The primary goal of the present study was to determine the economic relationship between heroin and social reinforcement in rats: are they substitutes, independents, or complements? In Experiment 1, one group of rats was given a budget of responses that they could allocate between heroin and social reinforcement offered at various combinations of prices. A second group chose between two levers that each resulted in social reinforcement at varying prices when pressed. There was no relationship between the relative allocation of responses between heroin and social reinforcement and changes in their relative prices, indicating that these reinforcers are best viewed as independents. In contrast, when choosing between two sources of social reinforcement, rats increased the allocation of behavior to the cheaper option, confirming that the method used here was sensitive to detecting substitution effects.
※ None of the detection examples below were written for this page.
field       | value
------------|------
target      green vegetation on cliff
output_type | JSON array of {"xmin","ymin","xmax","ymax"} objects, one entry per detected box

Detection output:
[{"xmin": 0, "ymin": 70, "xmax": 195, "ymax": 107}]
In Experiment 2, the same method was used to compare one group that chose between heroin and social reinforcement with a second group that chose between cocaine and social reinforcement. The finding that heroin and social reinforcement were independents was replicated. Additionally, there was some evidence that cocaine and social reinforcement were substitutes, at least when the first few minutes of the session were excluded. These results add to our knowledge of how drug and nondrug reinforcers interact in choice situations in rats and may model factors that influence drug use in humans.